# Thin wall SDR pipe and black fittings????



## Dan_T (Dec 19, 2012)

I am getting ready to install a dust collection system in my basement. I have a HF 2HP collector and have recently acquired a bunch of assorted fittings, flex hose, and blast gates. All the fittings and hose are the 4" black ones that Rockler carries. I have a run of about 30' with 5 tools and a sweep pipe. I plan on using the thin wall PVC sewer/drain pipe. My questions are:
1. Will the black fittings I have fit into the SDR pipe? Or will I have to use those black rubber connector boots? I think those boot are about $8.00 each.
2. My Lowes store carries both the green SDR pipe and the white SDR pipe. The white is about $4.00 less then the green.

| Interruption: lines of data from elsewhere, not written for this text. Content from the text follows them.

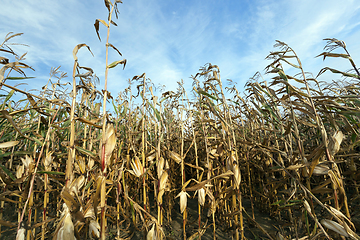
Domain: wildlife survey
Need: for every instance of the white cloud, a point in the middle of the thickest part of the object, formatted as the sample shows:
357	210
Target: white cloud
170	40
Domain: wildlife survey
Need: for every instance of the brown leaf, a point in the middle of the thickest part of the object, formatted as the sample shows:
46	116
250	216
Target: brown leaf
76	49
115	48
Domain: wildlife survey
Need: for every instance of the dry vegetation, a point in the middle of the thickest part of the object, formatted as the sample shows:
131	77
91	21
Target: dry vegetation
290	145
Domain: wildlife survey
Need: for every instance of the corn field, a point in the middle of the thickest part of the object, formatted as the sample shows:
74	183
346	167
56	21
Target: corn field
289	146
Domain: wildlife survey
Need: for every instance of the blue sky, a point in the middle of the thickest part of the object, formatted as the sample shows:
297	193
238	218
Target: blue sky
170	40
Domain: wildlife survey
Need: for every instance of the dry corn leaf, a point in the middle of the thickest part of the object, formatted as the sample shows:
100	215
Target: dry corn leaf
76	49
137	168
335	142
183	200
152	233
94	229
175	156
201	196
21	234
334	226
8	144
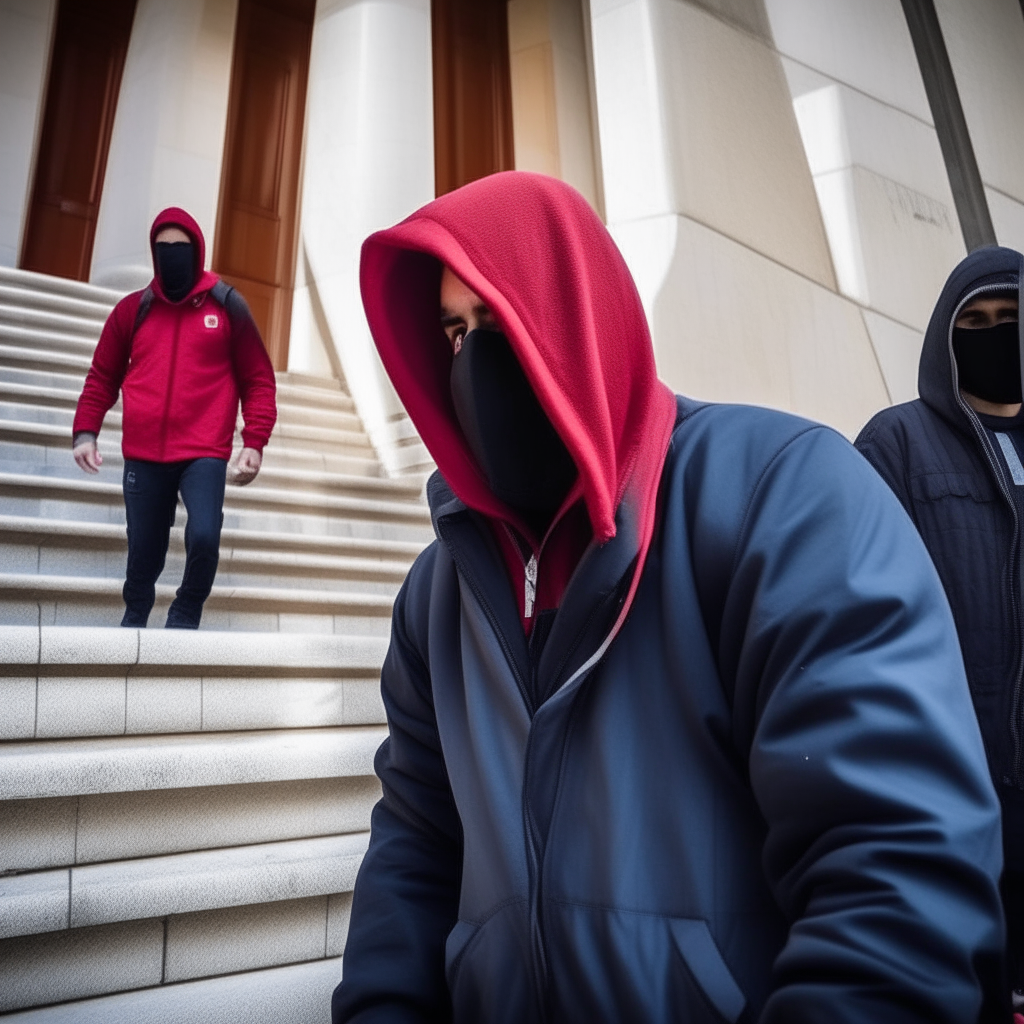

Will either work or is one better then the other?
Any help would be appreciated I have never installed or used a dust collecting system before.


----------



## Fred Hargis (Apr 28, 2012)

Go with the pipe that's the cheapest, it's plenty strong for DC systems. The only thing may be if one is more smooth on the inner surface. Smoothness is good. I'm thinking the Rockler stuff is the typical DC assortment, and if true...nothing will fit. Your friend will be duct tape, maybe wooden donuts, small pieces of PVC, slitted ends with band clamps, and on and on. One thing I did to make the black DC fitting fit the S&D was cut a 1.5" long piece of straight PVC...then cut about 1" from the side. Squeeze this c piece down until it forms a circle and put it between the fitting and the pipe (hope that made sense). Use sheet metal screws to hold pieces together (short ones, so they don't project too far into the pipe) and silicon to seal the joints. But those rubber boots can be costly and frankly don't work any better than any of the home made/cobbled together approach (IMHO).


----------



## Marv (Nov 30, 2008)

A little heat from a heat gun allowed me to fit the standard 4" fittings into the 4" S/D pipe from Lowes/Home Depot...










The blast gates have tapered ends so I was able to get those in without any heat..


----------